LAS VEGAS, NEVADA — The Association of Legal Administrators’ (ALA’s) 2015 Business of Law Conference series finished off with the third conference in Las Vegas, Nevada. The event ran Thursday, October 22, to Saturday, October 24, and hosted nearly 225 attendees, 50 business partners showcasing legal solutions, legal industry experts and speakers covering aspects of the business of law.

“The business of law is evolving within our midst, and administrators and functional specialists, both seasoned and new, must be on the forefront of such an evolution,” Planning Committee Chair Mark Tallent said of the event.
The association’s 2015 Business of Law Conferences provided identical education across three convenient U.S. geographical locations. The high-caliber educational content was geared toward the needs of legal management leaders and functional specialists in the business of law. Attendees gained insights on hot topics in the legal industry, learning from experts on profitability, innovation, strategy, leadership and technology.
On Friday, October 23, Communications Management speaker Izzy Gesell presented a session titled “Fostering Creativity and Innovation Agility,” with a continuing workshop later in the day.
“Once you volunteer, you cannot fail. You have empathy.” Gesell advised the audience. “The courage to step into the unknown creates a climate by which other people then feel safer around you. As the administrator in your office, it’s very much how you act that influences how people see you.”

He went on to discuss the importance of three qualities that are shared by legal administrators and improvisers: presence in the moment, acceptance of reality and trust in the process.

“You become a powerful asset in the face of adversity if you nurture these qualities,” he said.

Also on Friday, ALA held a town hall meeting to discuss a rebranding initiative. Attendees had an opportunity to ask questions of ALA’s Board of Directors regarding the proposed name change. ALA Past President Paula Barnes and Region 5 Director April Campbell, along with other Board members, fielded questions that encompassed the voting procedure, motivation behind the change and concerns about the proposed new name.

“Sixty percent of you here today do not have the word ‘administrator’ in your title,” said Campbell. “We’re seeing much more diversification in our membership, and from our research that we have collected over the past six years, we found that members didn't really feel our name represented them.”

The rebrand initiative must pass by a simple majority of ALA chapter presidents’ votes in order to pass, per the association’s bylaws.

On Saturday, October 24, Human Resources speaker and keynote Larry Johnson presented “How to Cultivate Employee Accountability.” He began by asking attendees to finish the sentence, “I would be more effective working with [this coworker] if.”

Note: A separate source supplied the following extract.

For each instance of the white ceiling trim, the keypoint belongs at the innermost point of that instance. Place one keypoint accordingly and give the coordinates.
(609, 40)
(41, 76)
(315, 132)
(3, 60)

“The next word tends to be ‘he’ or ‘she,’” said Johnson. “Change that pronoun to ‘I.’ What are you going to do about it? It's up to us to take action.”

Johnson went on to give practical solutions for everyday issues of accountability, such as what he called “poor me” syndrome – when an employee gives you excuses – and making expectations clear.

“If you want to hold people accountable, you can't take their jobs away from them,” Johnson said. “It’s a whole lot easier to coach that person to do their job than it is to do their job for them from now on.”